Benefactors of the Cultured Pearl Association of America, Inc., are the world’s largest pearl growers and the CPAA's biggest supporters. The benefactors, whose companies are outlined below, are responsible for producing the bulk of the world’s supply of natural cultured pearls, and know that the United States is a critically important market and destination for their product. This is why the benefactors financially support the U.S.-based CPAA’s activities and efforts to promote pearls; the benefactors know that a healthy pearl jewelry market starts with nurturing one of the biggest pearl-loving nations in the world. Learn more about the day-to-day lives of our benefactors, the exotic locations all over the globe where their pearls are grown, the individuals who actually grow the pearls, the unique obstacles they face as a result of their locales, and exactly what it takes to bring beautiful, healthy pearls to market. Follow them on Instagram (where applicable) through their handles outlined below, and stay tuned for a soon-to-be-released blog about benefactors' lives as pearl farmers.

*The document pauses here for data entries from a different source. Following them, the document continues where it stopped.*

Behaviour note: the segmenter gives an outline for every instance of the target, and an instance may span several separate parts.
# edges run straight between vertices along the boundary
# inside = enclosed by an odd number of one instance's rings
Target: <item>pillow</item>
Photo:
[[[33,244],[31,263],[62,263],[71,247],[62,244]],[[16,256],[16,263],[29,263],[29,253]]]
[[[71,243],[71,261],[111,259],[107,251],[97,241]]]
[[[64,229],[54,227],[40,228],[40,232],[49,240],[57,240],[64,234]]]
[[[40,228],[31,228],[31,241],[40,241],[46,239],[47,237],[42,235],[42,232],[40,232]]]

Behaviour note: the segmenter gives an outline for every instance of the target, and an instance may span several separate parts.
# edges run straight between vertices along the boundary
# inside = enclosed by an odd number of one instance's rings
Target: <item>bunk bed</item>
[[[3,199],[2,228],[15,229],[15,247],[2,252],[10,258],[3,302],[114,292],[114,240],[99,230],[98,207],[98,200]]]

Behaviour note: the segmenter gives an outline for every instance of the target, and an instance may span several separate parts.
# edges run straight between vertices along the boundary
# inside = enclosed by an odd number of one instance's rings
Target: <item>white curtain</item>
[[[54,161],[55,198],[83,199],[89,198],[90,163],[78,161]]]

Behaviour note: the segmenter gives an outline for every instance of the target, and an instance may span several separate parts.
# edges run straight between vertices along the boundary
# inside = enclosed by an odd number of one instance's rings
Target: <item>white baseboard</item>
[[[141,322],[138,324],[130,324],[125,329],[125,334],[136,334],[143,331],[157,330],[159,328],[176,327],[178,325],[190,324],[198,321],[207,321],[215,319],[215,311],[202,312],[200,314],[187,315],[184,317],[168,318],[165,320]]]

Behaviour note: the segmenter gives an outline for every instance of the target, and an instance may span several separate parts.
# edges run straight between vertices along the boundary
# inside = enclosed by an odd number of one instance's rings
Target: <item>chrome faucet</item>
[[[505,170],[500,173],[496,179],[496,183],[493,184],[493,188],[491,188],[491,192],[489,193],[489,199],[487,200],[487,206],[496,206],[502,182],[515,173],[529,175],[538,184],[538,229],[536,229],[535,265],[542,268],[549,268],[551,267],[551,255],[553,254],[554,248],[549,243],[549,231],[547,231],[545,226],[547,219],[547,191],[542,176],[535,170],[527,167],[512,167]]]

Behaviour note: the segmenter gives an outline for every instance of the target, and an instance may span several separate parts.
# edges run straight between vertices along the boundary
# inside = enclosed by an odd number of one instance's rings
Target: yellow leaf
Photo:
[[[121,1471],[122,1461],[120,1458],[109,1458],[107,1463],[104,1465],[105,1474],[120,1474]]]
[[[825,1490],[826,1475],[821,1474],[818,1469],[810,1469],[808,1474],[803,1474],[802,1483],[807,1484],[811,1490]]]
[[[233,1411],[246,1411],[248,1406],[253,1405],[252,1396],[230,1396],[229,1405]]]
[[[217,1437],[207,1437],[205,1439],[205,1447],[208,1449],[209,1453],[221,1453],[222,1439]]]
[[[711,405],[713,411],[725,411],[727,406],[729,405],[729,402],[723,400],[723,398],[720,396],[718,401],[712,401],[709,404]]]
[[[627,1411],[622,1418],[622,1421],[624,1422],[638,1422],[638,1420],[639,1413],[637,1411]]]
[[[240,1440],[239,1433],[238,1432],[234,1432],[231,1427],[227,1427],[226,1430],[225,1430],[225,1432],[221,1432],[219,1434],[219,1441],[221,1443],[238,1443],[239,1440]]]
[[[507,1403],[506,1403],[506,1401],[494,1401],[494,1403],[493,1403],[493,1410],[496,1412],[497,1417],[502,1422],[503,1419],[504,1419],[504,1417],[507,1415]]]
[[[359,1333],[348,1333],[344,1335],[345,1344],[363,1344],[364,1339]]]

Twenty-year-old Atlas South Sea pearls are harvested from five pearl farms located in Indonesia. With a seasoned group of executives, a listing on the Australian Securities Exchange (headquarters are in Perth, Western Australia), and ongoing support of cultural and artistic endeavors in Australia and abroad, Atlas’ aim is to propel its silver and white South Sea pearls to a top position in the luxury world. Corporate governance policies and annual reports aid its international professionalism, but the beauty of its product is the result of careful culturing practices that yield healthy pearls.
Hong Kong Pearl Association (No social media presence at this time.)
The HKPA is a 16-year-old consortium of pearl companies that operate in Hong Kong and China to safeguard the Chinese freshwater pearl industry. With about 80 current members, the organization exists to guide, inform, and protect Chinese pearlers who grow mainly freshwater pearls in order to ensure stable production, social responsibility, and a long and prosperous future. Also of importance to the HKPA: adherence to laws that protect pearls and their environments, the fraternal cooperation of member firms, improved technology and scientific management of pearl harvests, and a competitive Chinese freshwater pearl market overall.
Fijian native Justin Hunter returned home from the U.S. in 1999 to establish J. Hunter Pearls Fiji with his wife, Leanne. Together, they work closely with local communities on Vanua Levu, Fiji’s second largest island, to produce prized and colorful South Sea pearls. By paying annual leases to traditional fishing rights owners where the company’s two pearl farms are located—in Savusavu and Kioa—the small company provides much-needed jobs for locals, scholarships to deserving students, and exotic hues of pearls for the world to enjoy.
Japan Pearl Exporters Association (No social media presence at this time.)
The JPEA comprises dozens of pearl growers located throughout the pearl-producing regions of Japan. Japanese pearl farmers are known for growing largely akoya pearls, a variety produced by the Pinctada fucata martensii or akoya oyster. Akoya pearls are widely known in the trade as the “Cadillac of pearls” for their intense luster, and they represent the iconic white strand that many women have made a staple in jewelry collections worldwide.
Established in 1979 by a French pearl farmer and a Filipino entrepreneur, Jewelmer specializes in golden pearls—the rarest color of South Sea pearl found in the wild. After years of developing a proprietary means of growing the golden-lipped variety of the Pinctada maxima oysters in the Philippines, the company has become as renowned for its pearls as it is for its philanthropy. Jewelmer created the Save the Palawan Seas Foundation to foster sustainable means of employment like organic farming in the remote island communities adjacent to Jewelmer farms, allowing locals to make a living while also preserving their natural resources.
Tahitian Pearl Association of French Polynesia (no website)
on Facebook at @TPAFP
The TPAFP is a government-subsidized organization that aims to help educate professionals and the general public about Tahitian cultured pearls. Members of the TPAFP are pearl growers located throughout Tahiti and the French Polynesian islands. These farmers of Tahitian pearls, grown inside the black- and silver-lipped oysters of the Pinctada margaritifera variety, work in beautiful but isolated surroundings far away from the comforts of cities for long periods of time in order to bring peacock-color pearls to markets all over the world.
The pearling family of Paspaley created its business off the shores of Australia’s Kimberley Coast in the 1930s. The prized Australian South Sea pearl, born from the silver-lipped Pinctada maxima oyster, thrives only in a tiny area of the Indian Ocean and Arafura Sea in warm, plankton-rich waters. The history of the Paspaley family and its passion for large white South Sea pearls is rich in adventure, passion, and hard work. And thanks to help from Japanese pearlers in the 1950s, Paspaley successfully developed techniques that boosted the quality of its pearls, paving the way for astonishing harvests in the years since.